Large language models (LLMs) have recently demonstrated strong potential for autonomous vehicle motion planning by reformulating trajectory prediction as a language generation problem. However, deploying capable LLMs in resource-constrained onboard systems remains a fundamental challenge. In this paper, we study how to effectively transfer motion planning knowledge from a large teacher LLM to a smaller, more deployable student model.
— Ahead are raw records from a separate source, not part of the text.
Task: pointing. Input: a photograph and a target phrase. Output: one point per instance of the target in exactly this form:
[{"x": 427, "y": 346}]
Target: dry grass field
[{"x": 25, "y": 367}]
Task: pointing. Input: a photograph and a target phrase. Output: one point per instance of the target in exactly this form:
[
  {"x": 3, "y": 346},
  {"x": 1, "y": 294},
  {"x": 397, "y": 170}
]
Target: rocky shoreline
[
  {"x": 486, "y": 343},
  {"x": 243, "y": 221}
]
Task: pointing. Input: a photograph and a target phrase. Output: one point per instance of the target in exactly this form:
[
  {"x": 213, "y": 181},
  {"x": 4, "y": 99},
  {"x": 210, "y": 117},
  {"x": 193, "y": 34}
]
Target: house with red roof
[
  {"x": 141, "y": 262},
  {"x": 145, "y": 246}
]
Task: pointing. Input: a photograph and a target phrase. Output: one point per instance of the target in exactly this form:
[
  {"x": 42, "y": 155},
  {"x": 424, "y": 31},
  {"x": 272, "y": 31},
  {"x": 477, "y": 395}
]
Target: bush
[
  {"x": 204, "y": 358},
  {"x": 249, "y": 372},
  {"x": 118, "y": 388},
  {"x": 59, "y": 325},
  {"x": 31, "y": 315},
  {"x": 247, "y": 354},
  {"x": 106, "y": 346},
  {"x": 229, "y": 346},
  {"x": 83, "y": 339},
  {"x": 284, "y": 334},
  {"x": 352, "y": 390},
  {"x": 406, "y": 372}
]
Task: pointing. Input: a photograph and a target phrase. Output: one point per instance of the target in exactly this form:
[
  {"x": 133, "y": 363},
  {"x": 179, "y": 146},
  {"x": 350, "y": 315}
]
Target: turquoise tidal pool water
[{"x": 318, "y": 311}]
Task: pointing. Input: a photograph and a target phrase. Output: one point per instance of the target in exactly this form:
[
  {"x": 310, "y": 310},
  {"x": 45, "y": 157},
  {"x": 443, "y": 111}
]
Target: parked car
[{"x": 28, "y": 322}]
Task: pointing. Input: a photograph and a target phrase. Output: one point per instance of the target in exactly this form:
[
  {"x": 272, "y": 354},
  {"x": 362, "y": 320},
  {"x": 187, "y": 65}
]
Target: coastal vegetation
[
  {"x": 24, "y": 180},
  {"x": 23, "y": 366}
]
We build on the GPT-Driver framework, which represents driving scenes as language prompts and generates waypoint trajectories with chain-of-thought reasoning, and investigate two student training paradigms: (i) on-policy generalized knowledge distillation (GKD), which trains the student on its own self-generated outputs using dense token-level feedback from the teacher, and (ii) a dense-feedback reinforcement learning (RL) baseline that uses the teacher's log-probabilities as per-token reward signals in a policy gradient framework. Experiments on the nuScenes benchmark show that GKD substantially outperforms the RL baseline and closely approaches teacher-level performance despite a 5\times reduction in model size. These results highlight the practical value of on-policy distillation as a principled and effective approach to deploying LLM-based planners in autonomous driving systems.